Suppose \(S_1\sim\chi^2(d_1)\) and \(S_2\sim\chi^2(d_2)\) are independent. Consider the quantity \(F = \frac{S_1/d_1}{S_2/d_2}\).
Snedecor (1934) tabulated the values of what is now known as the F distribution, naming it in honor of Fisher, while improving the presentation of Fisher’s work on analysis of variance (ANOVA). In Fisher’s original work, he gave critical values for \(z = \frac{1}{2}\log F\) instead.
It turns out that such fractions of scaled chi-squared variables have a PDF, defined on \([0,\infty)\): \[ PDF_{F(d_1,d_2)}(x) = \frac{\Gamma\left(\frac{d_1+d_2}{2}\right)}{\Gamma\left(\frac{d_1}{2}\right)\cdot\Gamma\left(\frac{d_2}{2}\right)}\cdot \left(\frac{d_1}{d_2}\right)^{d_1/2}\cdot\frac{x^{d_1/2-1}}{(1+d_1x/d_2)^{(d_1+d_2)/2}} \]

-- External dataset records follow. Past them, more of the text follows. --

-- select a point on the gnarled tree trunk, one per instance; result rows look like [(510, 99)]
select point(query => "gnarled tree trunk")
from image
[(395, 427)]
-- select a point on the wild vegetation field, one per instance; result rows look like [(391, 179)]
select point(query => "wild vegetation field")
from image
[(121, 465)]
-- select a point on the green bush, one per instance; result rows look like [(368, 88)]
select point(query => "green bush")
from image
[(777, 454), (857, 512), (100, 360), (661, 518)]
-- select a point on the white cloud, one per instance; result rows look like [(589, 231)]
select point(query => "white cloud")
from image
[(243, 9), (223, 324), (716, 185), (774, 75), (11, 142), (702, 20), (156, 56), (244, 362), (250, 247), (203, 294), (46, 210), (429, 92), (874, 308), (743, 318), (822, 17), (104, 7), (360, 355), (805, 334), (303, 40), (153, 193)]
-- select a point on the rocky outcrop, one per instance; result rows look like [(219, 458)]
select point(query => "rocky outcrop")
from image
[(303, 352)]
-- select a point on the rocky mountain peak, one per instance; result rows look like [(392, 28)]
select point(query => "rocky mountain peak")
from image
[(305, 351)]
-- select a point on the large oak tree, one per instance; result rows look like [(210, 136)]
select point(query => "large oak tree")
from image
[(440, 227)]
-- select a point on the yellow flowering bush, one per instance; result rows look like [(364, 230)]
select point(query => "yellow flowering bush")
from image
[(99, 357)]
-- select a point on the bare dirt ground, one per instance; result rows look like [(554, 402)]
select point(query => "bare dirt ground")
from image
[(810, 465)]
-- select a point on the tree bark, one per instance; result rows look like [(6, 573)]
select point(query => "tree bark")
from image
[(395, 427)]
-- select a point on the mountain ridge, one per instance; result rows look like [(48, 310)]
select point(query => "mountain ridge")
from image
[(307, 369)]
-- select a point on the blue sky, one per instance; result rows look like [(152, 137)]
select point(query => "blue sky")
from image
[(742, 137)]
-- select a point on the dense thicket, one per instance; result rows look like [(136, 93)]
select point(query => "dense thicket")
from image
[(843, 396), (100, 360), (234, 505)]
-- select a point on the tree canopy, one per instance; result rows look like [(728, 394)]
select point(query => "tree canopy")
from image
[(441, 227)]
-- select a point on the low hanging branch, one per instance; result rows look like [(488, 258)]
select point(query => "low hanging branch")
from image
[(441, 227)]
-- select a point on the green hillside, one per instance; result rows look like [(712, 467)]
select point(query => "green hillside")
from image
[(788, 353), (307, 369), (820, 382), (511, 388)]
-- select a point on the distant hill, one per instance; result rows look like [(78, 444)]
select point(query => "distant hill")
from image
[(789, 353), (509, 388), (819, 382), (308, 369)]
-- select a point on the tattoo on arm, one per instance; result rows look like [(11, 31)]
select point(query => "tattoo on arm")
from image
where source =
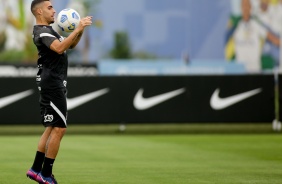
[(77, 36)]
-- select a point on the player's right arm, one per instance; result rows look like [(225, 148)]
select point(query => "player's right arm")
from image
[(61, 47)]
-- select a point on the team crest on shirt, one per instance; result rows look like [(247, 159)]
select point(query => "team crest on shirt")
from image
[(48, 118)]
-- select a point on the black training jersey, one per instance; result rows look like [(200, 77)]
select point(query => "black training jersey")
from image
[(52, 67)]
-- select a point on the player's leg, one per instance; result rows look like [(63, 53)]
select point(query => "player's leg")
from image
[(55, 117), (52, 150), (40, 155)]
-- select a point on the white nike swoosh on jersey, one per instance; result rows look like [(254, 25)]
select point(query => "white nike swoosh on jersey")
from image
[(80, 100), (218, 103), (142, 103), (4, 101)]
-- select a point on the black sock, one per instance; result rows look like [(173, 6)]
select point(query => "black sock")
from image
[(47, 167), (38, 161)]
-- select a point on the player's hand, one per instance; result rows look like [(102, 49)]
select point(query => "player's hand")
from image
[(84, 22)]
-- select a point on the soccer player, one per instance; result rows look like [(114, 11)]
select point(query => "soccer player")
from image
[(51, 80), (248, 36)]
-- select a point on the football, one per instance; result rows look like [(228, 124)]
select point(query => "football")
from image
[(68, 20)]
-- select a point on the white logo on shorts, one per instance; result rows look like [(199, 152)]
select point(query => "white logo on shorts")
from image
[(48, 118)]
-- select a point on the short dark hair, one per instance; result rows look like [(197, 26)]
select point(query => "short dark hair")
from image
[(34, 3)]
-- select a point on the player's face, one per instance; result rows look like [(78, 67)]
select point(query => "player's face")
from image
[(48, 12)]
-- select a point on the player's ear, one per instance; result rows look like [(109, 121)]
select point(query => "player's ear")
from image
[(39, 11)]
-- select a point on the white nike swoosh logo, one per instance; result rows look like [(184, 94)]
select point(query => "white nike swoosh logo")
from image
[(80, 100), (218, 103), (4, 101), (142, 103)]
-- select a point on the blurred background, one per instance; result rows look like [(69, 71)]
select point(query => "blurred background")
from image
[(231, 44), (184, 30)]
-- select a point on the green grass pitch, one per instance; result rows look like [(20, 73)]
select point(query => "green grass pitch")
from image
[(151, 159)]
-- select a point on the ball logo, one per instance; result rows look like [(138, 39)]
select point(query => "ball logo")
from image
[(64, 18), (48, 118), (74, 15), (72, 26)]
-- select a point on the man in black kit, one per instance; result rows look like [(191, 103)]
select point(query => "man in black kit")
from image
[(51, 80)]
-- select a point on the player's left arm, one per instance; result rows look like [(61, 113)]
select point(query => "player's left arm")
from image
[(76, 39)]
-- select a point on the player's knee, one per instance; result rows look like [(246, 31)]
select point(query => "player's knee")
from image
[(60, 131)]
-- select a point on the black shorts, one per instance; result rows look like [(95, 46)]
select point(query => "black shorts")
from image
[(53, 108)]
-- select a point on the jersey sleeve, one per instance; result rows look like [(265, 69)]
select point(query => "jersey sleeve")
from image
[(47, 37)]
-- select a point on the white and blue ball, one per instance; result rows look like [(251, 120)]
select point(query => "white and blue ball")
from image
[(68, 20)]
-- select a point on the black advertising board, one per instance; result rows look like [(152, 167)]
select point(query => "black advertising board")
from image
[(148, 99)]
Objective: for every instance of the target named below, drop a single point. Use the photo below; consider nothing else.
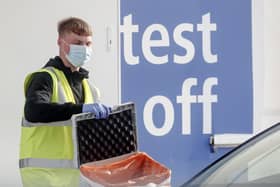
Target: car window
(258, 163)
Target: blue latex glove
(100, 110)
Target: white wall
(28, 39)
(271, 112)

Computation with this PDF tend to be difficult: use existing software or probability tables instead of integrating it on your own.
It is immediate from the characterization as a ratio of chi-squared variables that if \(F\sim F(d_1,d_2)\), then \(1/F \sim F(d_2,d_1)\).
If \(T=Z/\sqrt{X/\nu}\) is a \(T(\nu)\)-distributed variable, then \(T^2=Z^2/(X/\nu)\) is a ratio of two rescaled chi-squared variables - numerator with 1 degree of freedom and denominator with \(\nu\) degrees of freedom. So \(T^2\sim F(1,\nu)\).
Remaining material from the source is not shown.